PS: Captain, can you contact me? faustiesblog@googlemail.com

Witterings from Witney said...

Have linked CR with ack.

http://witteringsfromwitney.blogspot.com/2010/02/constitutional-reform.html

Captain Ranty said...

Thanks WfW,

I think that more people should read this speech and the words of Lord Willoughby de Broke.

That way they will know that some good men are fighting for their country.

CR.

Captain Ranty said...

Mrs F,

I'd be happy to.

Check your inbox. Email sent.

CR.

TTC said...

Howdy Captain,

The Talking Clock is just taking a minute to thank you for the nod of the beret.

That you share the same sentiment about Lord Pearson's words in particular makes you a thoroughly worthy ally.

Pleased to see you're clued up on libertarian and freeman issues, too. You're a close and deep ally, it seems.

Must dash, The Talking Clock has a load of tourists milling around at our feet wanting to take photos. Sigh!

Stay tickety boo!

The Talking Clock :)

Captain Ranty said...

Thanks TTC.

For clarity, I don't want "small" government, I want almost no government at all. Apart from a few bods in the foreign office for international relations I think everything else can and should be handled by local councils. Devolve power all the way down to me. And you. And your community.

UKIP will get us off to a great start. They will remind us what freedom means. This will pave the way for LPUK.

In ten years we could be normal once again.

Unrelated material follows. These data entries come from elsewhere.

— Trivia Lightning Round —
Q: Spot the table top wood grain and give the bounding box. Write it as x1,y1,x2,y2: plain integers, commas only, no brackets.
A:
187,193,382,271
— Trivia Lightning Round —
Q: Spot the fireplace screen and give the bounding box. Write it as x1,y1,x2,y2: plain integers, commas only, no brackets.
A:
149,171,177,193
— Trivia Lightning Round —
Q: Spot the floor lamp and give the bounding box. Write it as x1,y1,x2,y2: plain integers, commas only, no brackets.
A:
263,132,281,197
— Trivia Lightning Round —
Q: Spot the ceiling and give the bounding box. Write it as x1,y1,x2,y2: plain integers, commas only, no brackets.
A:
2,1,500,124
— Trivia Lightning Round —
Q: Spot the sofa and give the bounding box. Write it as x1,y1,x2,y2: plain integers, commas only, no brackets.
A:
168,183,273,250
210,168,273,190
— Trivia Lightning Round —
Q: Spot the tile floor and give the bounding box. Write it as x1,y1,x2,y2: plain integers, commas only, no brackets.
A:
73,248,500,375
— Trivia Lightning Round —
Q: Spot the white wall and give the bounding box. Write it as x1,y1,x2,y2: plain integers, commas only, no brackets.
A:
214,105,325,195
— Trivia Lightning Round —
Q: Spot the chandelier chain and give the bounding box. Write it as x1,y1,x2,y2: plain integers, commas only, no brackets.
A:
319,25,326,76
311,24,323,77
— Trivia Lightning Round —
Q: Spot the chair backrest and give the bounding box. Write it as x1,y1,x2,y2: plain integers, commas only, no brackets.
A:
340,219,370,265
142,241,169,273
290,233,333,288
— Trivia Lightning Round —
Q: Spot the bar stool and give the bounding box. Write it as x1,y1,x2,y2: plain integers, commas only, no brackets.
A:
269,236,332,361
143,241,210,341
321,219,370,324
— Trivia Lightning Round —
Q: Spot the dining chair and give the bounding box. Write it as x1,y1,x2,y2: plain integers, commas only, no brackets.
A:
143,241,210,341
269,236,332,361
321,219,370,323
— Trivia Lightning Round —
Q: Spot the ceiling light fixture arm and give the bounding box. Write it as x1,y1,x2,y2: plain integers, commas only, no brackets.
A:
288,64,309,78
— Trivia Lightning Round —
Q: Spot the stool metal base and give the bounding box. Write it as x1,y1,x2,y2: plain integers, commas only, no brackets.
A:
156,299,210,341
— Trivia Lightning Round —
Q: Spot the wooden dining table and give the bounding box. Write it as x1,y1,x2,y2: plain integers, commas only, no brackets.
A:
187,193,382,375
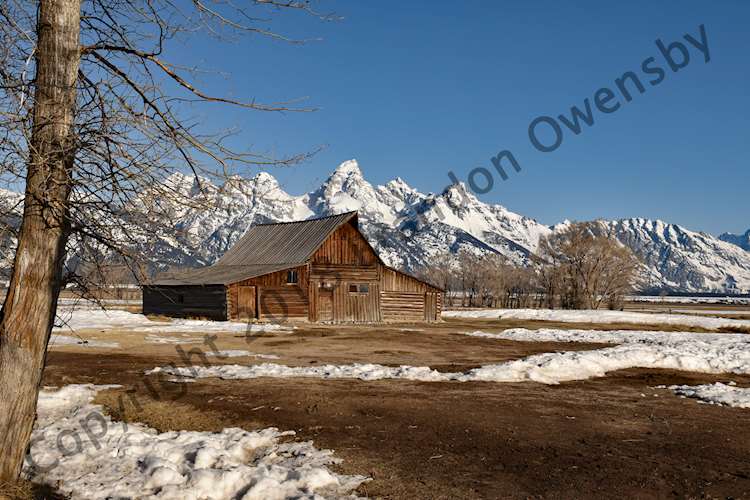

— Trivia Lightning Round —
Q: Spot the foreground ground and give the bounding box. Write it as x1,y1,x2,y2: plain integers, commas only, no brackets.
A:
39,310,750,498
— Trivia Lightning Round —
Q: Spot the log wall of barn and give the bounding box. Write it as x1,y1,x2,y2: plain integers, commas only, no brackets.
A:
310,222,379,266
226,222,442,323
227,266,310,322
143,285,227,320
380,267,443,322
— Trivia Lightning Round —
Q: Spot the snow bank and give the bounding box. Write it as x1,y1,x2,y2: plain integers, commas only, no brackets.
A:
24,385,367,500
660,382,750,408
627,295,750,305
146,363,458,382
443,309,750,330
147,329,750,384
53,309,293,334
462,328,750,348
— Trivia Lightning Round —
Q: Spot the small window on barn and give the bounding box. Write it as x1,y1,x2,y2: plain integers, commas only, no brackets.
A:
349,283,370,293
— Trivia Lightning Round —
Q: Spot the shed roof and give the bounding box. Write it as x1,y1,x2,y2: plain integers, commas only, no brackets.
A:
152,212,357,286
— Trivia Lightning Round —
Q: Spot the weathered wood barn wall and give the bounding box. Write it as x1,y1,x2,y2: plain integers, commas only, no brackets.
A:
143,212,443,323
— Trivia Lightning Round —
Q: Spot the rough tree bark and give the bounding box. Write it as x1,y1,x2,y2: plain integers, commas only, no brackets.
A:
0,0,81,482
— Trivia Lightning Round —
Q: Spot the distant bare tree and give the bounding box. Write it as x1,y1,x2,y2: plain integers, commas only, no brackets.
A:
0,0,332,482
418,252,457,305
539,222,638,309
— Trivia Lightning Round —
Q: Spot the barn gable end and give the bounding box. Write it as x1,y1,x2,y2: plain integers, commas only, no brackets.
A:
144,212,442,323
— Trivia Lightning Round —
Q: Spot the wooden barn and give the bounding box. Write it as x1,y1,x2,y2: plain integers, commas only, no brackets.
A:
143,212,443,323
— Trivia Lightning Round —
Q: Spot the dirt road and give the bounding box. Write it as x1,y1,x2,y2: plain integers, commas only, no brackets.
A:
44,324,750,499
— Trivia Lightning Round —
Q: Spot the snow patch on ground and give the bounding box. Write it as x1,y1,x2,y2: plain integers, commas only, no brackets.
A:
24,385,367,500
660,382,750,408
146,363,456,382
463,328,750,347
443,309,750,329
147,328,750,384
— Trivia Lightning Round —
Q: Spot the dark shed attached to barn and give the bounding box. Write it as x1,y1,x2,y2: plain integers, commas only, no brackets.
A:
143,212,443,323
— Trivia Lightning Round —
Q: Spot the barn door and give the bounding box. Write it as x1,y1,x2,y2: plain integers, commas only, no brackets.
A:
424,292,437,321
318,288,333,322
237,285,258,319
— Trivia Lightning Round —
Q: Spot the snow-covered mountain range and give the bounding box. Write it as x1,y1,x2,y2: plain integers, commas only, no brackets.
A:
1,160,750,293
719,229,750,251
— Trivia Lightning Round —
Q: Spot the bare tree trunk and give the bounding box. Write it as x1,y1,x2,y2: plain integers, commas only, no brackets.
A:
0,0,80,481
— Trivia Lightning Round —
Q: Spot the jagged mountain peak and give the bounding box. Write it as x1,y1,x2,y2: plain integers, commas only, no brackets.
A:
331,158,362,177
0,160,750,292
719,229,750,252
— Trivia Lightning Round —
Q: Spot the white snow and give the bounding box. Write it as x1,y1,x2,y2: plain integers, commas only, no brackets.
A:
53,309,293,334
147,329,750,384
443,309,750,329
462,328,750,347
627,295,750,305
24,385,367,500
146,363,456,382
661,382,750,408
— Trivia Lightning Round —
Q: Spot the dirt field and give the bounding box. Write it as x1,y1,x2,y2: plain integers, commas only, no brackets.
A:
39,320,750,499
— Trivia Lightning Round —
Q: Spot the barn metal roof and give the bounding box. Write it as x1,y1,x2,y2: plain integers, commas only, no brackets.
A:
151,264,296,286
216,212,357,266
152,212,357,286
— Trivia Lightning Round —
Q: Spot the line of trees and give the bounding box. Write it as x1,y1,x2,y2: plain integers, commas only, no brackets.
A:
422,222,639,309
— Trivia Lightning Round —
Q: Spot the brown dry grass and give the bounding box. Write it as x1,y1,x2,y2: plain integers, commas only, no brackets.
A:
0,481,34,500
0,480,65,500
93,389,260,432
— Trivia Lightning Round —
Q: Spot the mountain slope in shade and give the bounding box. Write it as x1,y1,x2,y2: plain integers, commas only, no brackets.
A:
0,160,750,292
601,218,750,293
719,229,750,252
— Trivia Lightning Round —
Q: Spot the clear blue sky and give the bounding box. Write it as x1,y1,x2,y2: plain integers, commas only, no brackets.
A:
171,0,750,233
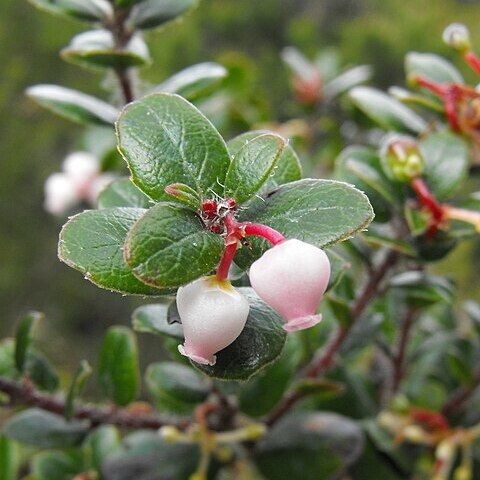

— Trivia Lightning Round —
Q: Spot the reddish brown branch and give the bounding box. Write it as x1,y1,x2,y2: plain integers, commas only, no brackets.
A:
0,377,191,430
264,250,398,426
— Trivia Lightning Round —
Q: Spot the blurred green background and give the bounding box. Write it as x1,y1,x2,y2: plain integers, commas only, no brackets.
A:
0,0,480,368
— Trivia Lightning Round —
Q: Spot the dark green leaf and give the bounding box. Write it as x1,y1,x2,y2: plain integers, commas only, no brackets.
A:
125,203,224,287
150,62,228,100
15,312,45,373
83,425,121,471
65,360,92,420
117,93,230,201
98,178,152,209
132,0,199,29
25,348,60,392
335,146,395,221
225,134,286,204
29,0,113,22
0,435,20,480
349,87,427,134
228,130,302,194
405,52,463,84
61,30,151,69
255,412,364,480
194,288,286,380
235,179,374,268
32,451,84,480
132,303,184,340
98,327,140,406
58,208,162,295
4,408,88,448
26,85,120,126
420,132,469,200
145,362,210,413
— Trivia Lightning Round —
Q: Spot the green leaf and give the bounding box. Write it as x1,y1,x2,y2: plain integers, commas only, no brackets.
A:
255,413,365,480
83,425,121,471
26,85,119,126
235,178,374,268
3,408,88,448
420,132,469,200
131,0,199,29
125,203,224,287
65,360,92,420
15,312,45,373
349,87,427,134
117,93,230,201
335,146,395,221
228,130,302,194
25,348,60,392
0,435,20,480
29,0,113,22
60,30,151,69
32,451,84,480
145,362,210,413
149,62,228,100
405,52,464,84
58,208,162,295
98,326,140,406
98,178,152,209
225,134,286,204
132,303,184,340
193,287,286,380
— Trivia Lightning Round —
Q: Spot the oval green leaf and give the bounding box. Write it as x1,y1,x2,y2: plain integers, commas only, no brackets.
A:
124,203,224,288
98,327,140,406
117,93,230,201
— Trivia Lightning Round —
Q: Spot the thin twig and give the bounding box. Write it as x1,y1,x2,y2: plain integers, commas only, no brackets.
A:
264,250,398,426
0,377,191,430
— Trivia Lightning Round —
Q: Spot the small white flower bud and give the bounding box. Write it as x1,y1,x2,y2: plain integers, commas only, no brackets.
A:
44,173,80,215
177,276,250,365
250,239,330,332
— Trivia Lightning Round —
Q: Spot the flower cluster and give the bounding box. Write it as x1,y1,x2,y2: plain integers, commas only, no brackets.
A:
177,195,330,365
44,152,115,215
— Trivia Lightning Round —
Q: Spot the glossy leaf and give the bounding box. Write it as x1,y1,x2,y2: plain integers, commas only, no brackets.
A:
405,52,463,84
0,435,20,480
228,130,302,194
235,179,374,268
131,0,198,29
132,303,184,340
349,87,427,134
26,85,119,126
98,327,140,406
15,312,45,373
3,408,88,448
193,287,286,380
225,134,286,204
145,362,210,413
255,412,364,480
420,133,469,200
58,208,162,295
98,178,153,208
150,62,228,100
117,93,230,201
125,203,224,288
32,451,84,480
61,30,151,69
29,0,113,22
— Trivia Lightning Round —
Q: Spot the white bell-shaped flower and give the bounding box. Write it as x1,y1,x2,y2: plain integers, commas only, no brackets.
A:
177,276,250,365
250,239,330,332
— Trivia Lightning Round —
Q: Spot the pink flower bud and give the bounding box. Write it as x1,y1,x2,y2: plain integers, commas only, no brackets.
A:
177,276,250,365
250,239,330,332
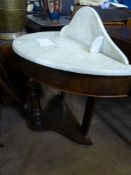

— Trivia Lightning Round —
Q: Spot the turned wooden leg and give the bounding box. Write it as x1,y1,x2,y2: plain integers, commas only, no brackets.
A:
81,97,95,139
27,78,43,130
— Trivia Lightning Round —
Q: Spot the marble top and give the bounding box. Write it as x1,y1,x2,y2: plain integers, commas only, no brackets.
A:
27,15,70,27
13,7,131,76
13,32,131,76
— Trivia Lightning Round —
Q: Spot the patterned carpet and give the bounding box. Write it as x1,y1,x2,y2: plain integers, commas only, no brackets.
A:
0,95,131,175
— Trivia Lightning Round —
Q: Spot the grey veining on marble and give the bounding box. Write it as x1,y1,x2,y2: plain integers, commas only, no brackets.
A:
13,7,131,76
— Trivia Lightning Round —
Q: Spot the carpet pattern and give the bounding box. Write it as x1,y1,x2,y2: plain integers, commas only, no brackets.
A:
0,95,131,175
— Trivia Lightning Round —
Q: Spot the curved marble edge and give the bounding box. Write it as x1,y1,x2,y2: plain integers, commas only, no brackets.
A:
13,32,131,76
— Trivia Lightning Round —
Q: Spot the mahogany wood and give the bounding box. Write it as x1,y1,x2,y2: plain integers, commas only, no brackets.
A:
16,58,131,145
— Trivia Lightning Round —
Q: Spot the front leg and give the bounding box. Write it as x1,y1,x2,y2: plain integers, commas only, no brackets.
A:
27,78,43,130
81,97,95,144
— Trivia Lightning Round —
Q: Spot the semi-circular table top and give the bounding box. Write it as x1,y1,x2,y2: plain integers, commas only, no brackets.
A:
13,32,131,97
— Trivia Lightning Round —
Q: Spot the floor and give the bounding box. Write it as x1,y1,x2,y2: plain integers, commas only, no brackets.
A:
0,90,131,175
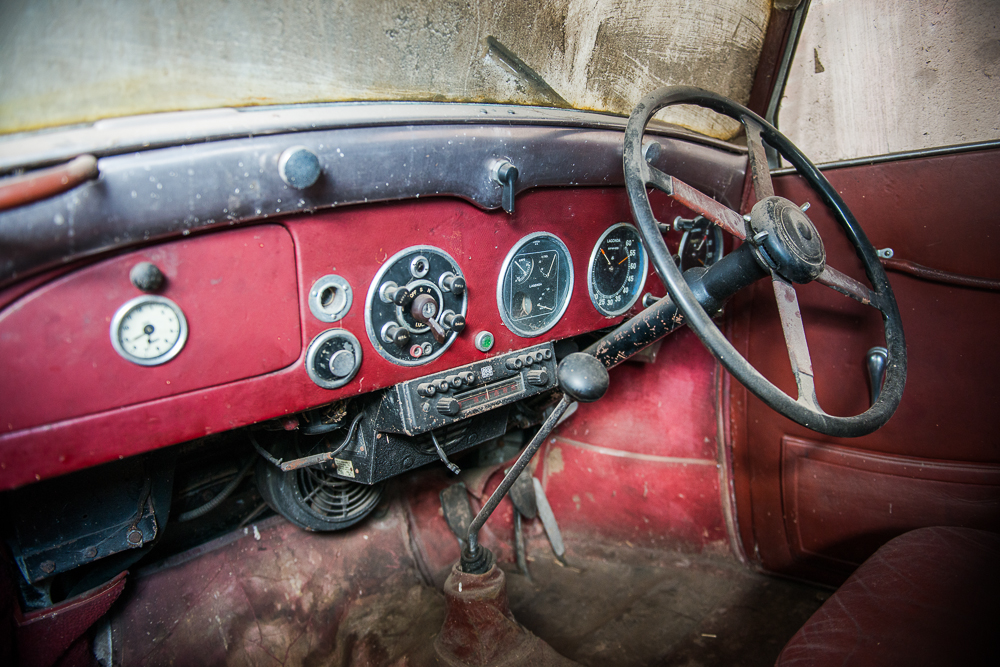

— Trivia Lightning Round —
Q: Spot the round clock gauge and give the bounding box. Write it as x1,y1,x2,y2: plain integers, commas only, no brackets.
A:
587,222,649,317
111,295,187,366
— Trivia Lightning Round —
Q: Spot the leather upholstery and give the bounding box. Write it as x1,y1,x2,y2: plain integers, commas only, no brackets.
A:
777,527,1000,667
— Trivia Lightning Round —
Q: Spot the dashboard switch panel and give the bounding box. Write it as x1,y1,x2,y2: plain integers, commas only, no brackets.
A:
376,343,556,435
365,246,469,366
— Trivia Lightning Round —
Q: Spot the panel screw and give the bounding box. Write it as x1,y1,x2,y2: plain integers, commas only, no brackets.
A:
278,146,323,190
128,262,166,292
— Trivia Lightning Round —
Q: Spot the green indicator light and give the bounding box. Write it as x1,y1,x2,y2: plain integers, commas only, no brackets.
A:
476,331,493,352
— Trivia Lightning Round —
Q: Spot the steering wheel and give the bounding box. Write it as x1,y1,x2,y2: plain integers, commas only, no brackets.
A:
624,86,906,437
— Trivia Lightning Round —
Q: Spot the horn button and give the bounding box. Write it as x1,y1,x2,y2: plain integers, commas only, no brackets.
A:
748,196,826,283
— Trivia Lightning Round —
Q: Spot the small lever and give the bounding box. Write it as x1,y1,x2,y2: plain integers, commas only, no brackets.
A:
410,294,448,343
865,347,889,405
493,160,517,213
674,215,705,232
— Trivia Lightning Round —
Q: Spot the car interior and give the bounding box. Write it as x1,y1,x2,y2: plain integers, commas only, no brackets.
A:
0,0,1000,667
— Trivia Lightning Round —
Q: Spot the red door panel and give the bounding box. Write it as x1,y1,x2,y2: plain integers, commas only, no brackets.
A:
730,151,1000,583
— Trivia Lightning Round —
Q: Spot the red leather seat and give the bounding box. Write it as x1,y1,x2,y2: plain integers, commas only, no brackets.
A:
777,527,1000,667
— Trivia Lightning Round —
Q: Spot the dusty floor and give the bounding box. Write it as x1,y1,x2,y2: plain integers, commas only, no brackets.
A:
507,545,828,667
112,508,826,667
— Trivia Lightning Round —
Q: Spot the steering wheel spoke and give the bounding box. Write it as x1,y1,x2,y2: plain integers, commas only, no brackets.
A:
623,86,906,437
771,274,822,412
646,165,747,240
740,116,774,201
816,266,885,312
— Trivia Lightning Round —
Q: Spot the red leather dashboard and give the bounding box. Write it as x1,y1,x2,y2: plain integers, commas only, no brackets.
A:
0,188,689,489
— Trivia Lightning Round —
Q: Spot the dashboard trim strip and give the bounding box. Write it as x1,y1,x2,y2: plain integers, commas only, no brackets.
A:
0,124,746,287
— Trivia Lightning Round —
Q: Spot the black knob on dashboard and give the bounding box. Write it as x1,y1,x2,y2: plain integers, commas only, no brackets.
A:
441,313,465,333
556,352,608,403
441,275,465,296
435,397,462,417
525,368,549,387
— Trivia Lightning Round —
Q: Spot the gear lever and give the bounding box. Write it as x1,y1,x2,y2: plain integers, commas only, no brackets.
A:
461,352,608,574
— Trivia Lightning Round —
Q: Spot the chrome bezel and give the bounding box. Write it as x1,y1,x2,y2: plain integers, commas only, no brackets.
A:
110,294,188,366
306,329,363,389
587,222,649,317
309,274,354,322
497,232,574,338
365,245,469,366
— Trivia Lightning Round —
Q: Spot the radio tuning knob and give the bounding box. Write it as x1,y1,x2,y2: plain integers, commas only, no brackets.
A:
525,368,549,387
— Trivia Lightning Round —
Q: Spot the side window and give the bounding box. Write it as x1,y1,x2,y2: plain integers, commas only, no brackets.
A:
778,0,1000,163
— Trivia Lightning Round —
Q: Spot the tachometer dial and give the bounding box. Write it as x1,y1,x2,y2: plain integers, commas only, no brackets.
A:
497,232,573,338
111,296,187,366
587,222,649,317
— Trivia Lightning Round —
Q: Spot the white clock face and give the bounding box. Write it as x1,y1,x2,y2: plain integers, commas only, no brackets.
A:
111,296,187,366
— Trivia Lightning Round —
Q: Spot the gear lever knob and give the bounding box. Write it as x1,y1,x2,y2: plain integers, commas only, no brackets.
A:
556,352,608,403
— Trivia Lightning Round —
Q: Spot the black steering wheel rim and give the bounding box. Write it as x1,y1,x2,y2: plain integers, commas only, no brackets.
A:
623,86,906,437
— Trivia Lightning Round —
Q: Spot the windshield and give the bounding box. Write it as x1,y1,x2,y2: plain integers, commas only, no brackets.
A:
0,0,771,139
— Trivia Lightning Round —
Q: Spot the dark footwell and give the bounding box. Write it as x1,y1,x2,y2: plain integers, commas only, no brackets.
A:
111,506,825,667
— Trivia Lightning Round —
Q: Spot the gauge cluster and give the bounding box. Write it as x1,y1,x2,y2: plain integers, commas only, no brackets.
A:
497,232,573,338
365,246,468,366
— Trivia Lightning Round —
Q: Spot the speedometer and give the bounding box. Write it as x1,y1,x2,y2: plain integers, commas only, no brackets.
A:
587,222,649,317
497,232,573,338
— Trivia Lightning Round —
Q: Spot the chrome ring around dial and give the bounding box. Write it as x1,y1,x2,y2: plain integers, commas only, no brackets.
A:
110,294,188,366
497,232,573,338
587,222,649,317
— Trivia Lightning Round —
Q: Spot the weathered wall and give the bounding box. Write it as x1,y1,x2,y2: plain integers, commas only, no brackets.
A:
0,0,770,137
779,0,1000,162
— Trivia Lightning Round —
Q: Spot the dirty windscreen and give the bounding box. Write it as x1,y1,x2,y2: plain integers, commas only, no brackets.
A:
0,0,771,138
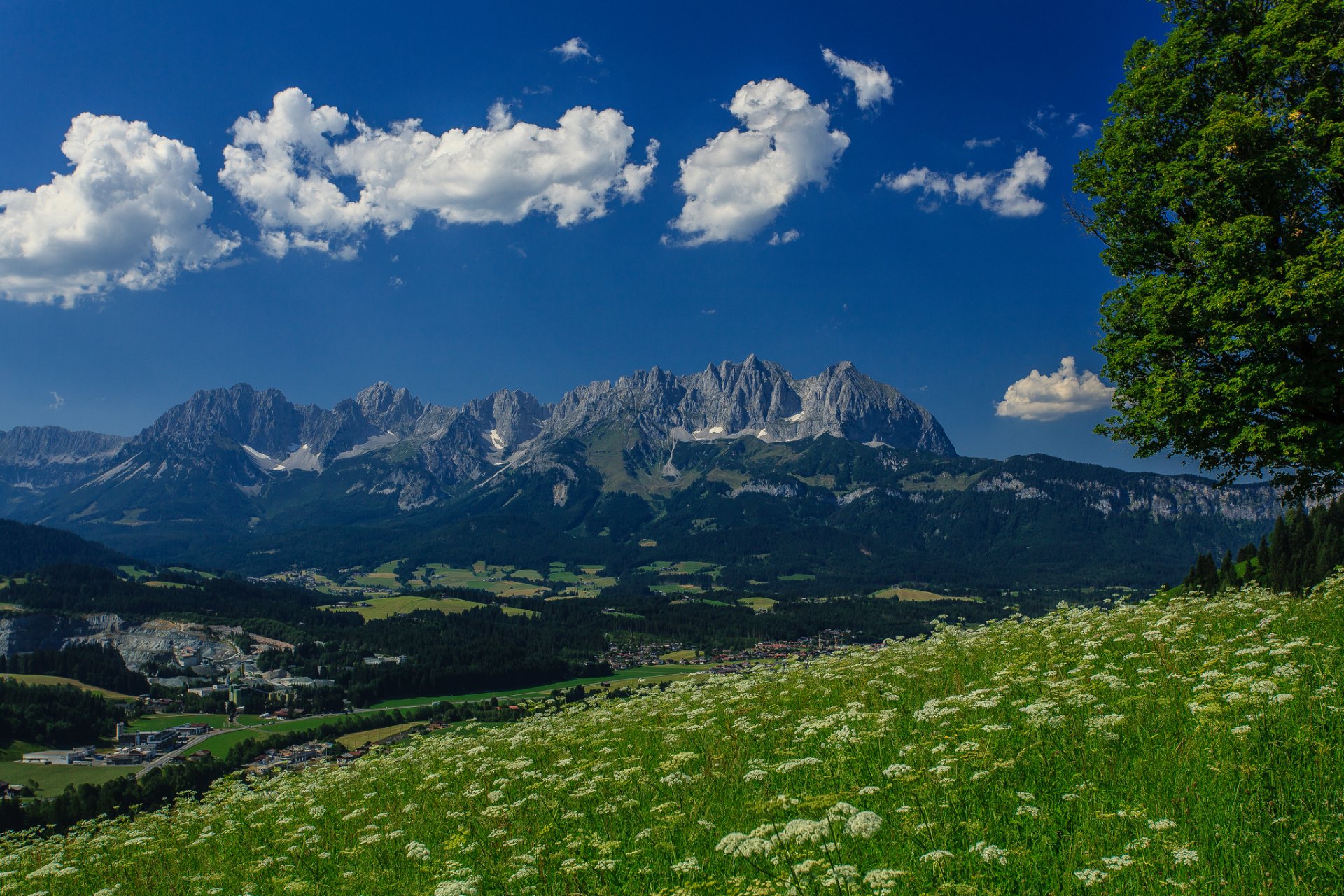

What is certain is that we should never ever be in this vulnerable position again.

Let battle commence!

CR.

Witterings from Witney said...

CR.

Forgive me using your comment section but I am unable to comment on The Talking Clock and would ask that perhaps if they read this, they could email me via my blog?

Thanks

Captain Ranty said...

Mi casa es su casa.

Crack on!

CR.

Anonymous said...

Now there`s a man I could follow, pity there aren`t a few more like him

Uncle Marvo said...

Thanks for the Talking Clock reference.

How have I missed this one? Good blog. Only thing is, when I saw your link, I initially misread it as "Talking Cock". Which is my job.

Anyway, blogrolled.

LazyCookPete said...

That was a very moving speech; it certainly pressed all of my Anti-Europe buttons. It's comforting to know that we have at least one human being in the House of Lords. He is right; more and more of us are waking up to the stark reality of the NWO agenda. No wonder Blair et al are trying to do away with the crime of treason.

PaintScots said...

I wish you had a dozen in the House with this man's wisdom....may his influence spread far and exceedingly fast.